There are exceptions. I remember the pit in my stomach as some enthusiastic kid decided to jump up and down on the Mile-High Swinging Bridge, leaving my height-petrified 5th-grade self gaping at the chasm 80 feet below. The steel suspension bridge was true to its name, and I felt it move as I clung to the railing. Years later, I walked across the Millennium Bridge in London, which seemed stable enough, with street performers setting up on the solid man-made platform above the Thames.
But the Millennium Bridge was notorious for moving when it wasn’t supposed to. When it opened in 2000, thousands of people were eager to walk across the bridge, but as they poured onto the structure, it started wobbling from side to side. There are videos of the opening day.
“You‘ll see all the people, they start falling in step, they move in sync—then you see the bridge develops significant wobbling,” says Igor Belykh, a professor of applied mathematics at Georgia State University.
Engineers don’t generally want to see a bridge wobble, and the Millennium bridge was quickly closed for repairs.
Belykh is an author of a paper published in Science Advances that explores the Millennium bridge, and other bridges like the Squibb Bridge in Brooklyn, which recently re-opened after its own bout of bounciness.
Belykh and his co-authors already knew from previous studies that they could use a simple model of a person’s gait (think a stiff, zombie walk) to show how a person interacts with a bridge.
When a person walks across a bridge, especially a lightweight one like a pedestrian footbridge, they push against it, and they might change their gait to match the subtle movement of the bridge, too. “Suppose you are on a boat. When the boat is steady you walk with your normal gait,” Belykh says. “If there are stormy seas you will adjust your gait to keep your balance.”
A similar thing happens on a bridge at a smaller scale, as people unconsciously adjust their movement to accommodate even a subtle swaying in the bridge. When they step on their right foot, they push the bridge to the right. When they step on their left, they push the bridge to the left. Right, left, right, left.
That’s where this new study comes in. Normally, a person walking on a well-built bridge won’t exert enough force to do anything. But when we join forces, so much is possible. Belykh found that when people change their gait en masse, and there are enough people on the bridge to really put some force behind their new movements, they can cause a wobble. That’s different from old assumptions, which presumed that the wobble just gradually built up as you added more walking people onto the bridge.
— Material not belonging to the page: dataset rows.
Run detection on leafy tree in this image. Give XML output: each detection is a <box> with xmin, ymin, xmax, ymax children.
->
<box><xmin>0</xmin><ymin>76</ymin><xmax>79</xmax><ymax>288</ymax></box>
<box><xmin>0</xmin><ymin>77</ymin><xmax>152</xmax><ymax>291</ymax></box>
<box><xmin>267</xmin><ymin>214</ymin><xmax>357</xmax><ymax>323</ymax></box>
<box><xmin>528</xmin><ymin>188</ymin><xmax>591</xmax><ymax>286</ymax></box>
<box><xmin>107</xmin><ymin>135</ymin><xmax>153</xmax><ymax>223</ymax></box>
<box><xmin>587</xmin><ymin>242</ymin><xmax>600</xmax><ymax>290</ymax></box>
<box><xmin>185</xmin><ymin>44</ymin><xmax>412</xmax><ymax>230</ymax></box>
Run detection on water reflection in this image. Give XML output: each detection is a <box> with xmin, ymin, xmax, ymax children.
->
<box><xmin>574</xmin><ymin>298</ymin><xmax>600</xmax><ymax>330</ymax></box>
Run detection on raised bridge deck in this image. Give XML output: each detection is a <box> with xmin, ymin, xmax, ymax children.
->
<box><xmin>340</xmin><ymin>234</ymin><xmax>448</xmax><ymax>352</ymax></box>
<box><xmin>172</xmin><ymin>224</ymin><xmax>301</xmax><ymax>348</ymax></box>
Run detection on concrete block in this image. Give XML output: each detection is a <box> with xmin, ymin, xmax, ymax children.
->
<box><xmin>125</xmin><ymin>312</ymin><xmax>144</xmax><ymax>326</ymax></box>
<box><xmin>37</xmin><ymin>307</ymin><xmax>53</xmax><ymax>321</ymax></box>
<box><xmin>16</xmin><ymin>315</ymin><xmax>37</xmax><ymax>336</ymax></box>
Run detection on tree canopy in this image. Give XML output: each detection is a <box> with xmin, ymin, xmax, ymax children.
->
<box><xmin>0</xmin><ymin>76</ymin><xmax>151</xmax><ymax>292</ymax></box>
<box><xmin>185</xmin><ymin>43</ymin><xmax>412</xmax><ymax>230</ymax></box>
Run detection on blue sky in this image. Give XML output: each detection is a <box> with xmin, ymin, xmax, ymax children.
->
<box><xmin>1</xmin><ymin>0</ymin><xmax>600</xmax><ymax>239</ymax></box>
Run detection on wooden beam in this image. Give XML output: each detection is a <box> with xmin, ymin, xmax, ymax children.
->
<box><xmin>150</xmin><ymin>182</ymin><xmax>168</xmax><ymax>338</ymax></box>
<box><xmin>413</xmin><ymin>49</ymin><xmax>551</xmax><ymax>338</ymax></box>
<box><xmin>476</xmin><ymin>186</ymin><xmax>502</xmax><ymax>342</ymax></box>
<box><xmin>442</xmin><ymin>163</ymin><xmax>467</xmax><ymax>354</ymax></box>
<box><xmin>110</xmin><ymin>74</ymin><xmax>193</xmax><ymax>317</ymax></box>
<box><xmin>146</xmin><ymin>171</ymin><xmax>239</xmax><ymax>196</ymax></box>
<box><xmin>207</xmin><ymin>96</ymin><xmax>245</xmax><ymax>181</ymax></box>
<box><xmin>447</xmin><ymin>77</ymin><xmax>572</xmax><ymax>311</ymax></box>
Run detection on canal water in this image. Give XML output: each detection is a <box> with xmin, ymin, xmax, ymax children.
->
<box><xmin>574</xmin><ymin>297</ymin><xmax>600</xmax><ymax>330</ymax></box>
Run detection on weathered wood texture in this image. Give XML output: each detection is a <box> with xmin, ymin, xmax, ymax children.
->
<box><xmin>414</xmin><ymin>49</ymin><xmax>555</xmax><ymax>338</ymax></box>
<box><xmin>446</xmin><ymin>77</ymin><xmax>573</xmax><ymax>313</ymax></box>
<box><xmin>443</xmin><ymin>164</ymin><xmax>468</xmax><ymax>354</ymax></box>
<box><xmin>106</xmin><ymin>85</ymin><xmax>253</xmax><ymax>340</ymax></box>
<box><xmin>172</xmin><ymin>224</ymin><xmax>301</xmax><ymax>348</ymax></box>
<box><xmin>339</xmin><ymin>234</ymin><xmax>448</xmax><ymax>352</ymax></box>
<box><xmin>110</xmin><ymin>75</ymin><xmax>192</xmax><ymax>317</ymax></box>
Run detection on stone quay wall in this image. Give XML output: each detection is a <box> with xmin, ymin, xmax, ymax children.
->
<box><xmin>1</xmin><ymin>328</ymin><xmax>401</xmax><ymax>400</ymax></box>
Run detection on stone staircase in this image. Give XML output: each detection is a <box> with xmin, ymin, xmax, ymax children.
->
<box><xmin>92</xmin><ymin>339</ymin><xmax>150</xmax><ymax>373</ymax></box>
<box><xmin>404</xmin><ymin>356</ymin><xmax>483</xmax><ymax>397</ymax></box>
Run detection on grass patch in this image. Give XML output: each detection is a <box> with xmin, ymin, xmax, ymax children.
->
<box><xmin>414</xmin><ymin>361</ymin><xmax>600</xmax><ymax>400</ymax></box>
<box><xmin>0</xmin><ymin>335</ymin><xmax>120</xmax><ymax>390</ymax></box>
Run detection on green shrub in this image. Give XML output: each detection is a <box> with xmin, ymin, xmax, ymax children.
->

According to the new study, it’s not a gradual build-up at all; there aren’t enough feet in play to wobble the bridge until suddenly there are.
In the case of the Millennium Bridge, that magic number was about 165.
“At 164 pedestrians, potentially nothing, then boom, the bridge starts wobbling when you have one or two additional pedestrians,” Belykh says. “It’s a very complex relationship.”
But Belykh and his colleagues have come up with a mathematical model that should allow bridge designers and engineers to calculate how many people can safely go over a bridge; models that he hopes might replace the current linear models that are currently used to assess pedestrian bridge design in the United States.
That’s because wobbling bridges aren’t just uncomfortable for pedestrians. If the frequency of the crowd’s movement matches up with the natural frequency of the bridge—the frequency that the bridge tends to move at—unexpected things could happen, including, potentially, a collapse.
That could be solved by putting in a lot of precautionary measures, like mechanical dampers to absorb the forces exerted on the bridge by pedestrians. But designers and engineers don’t want to over-engineer.
“The problem with pedestrian bridges is they are meant to be lightweight,” Belykh says. “Why would you build a huge concrete bridge? It would be overkill, and it would be too expensive.”
In addition to working with engineers to incorporate a model into their methods, Belykh is collaborating with researchers at the University of Bristol to figure out another bridge mystery. While people moving in sync have been blamed for bridge wobbles in the past, the idea that perfectly synchronized marching (like by a platoon of soldiers) could instigate a bridge’s movement isn’t backed up by the evidence. Wobbling seems to be more dependent on the number of people in movement than by their moving in unison, but more research is needed to figure out what the precise cause actually is.
In some ways, bridges and other constructions are large (often expensive) experiments that merge physics, materials sciences and human behavior. And catching flaws in those designs before they become a problem is a huge part of the process. We now know to makes sure that curved glass buildings won’t melt cars below, and to check and make sure that a skyscraper in New York won’t blow over in the wind and to ensure that the air is polluted enough to give your building a nice patina, and not just rust it.
As for bridges, the hope is that if we learn what makes them wobble, we can make sure they don’t fall down.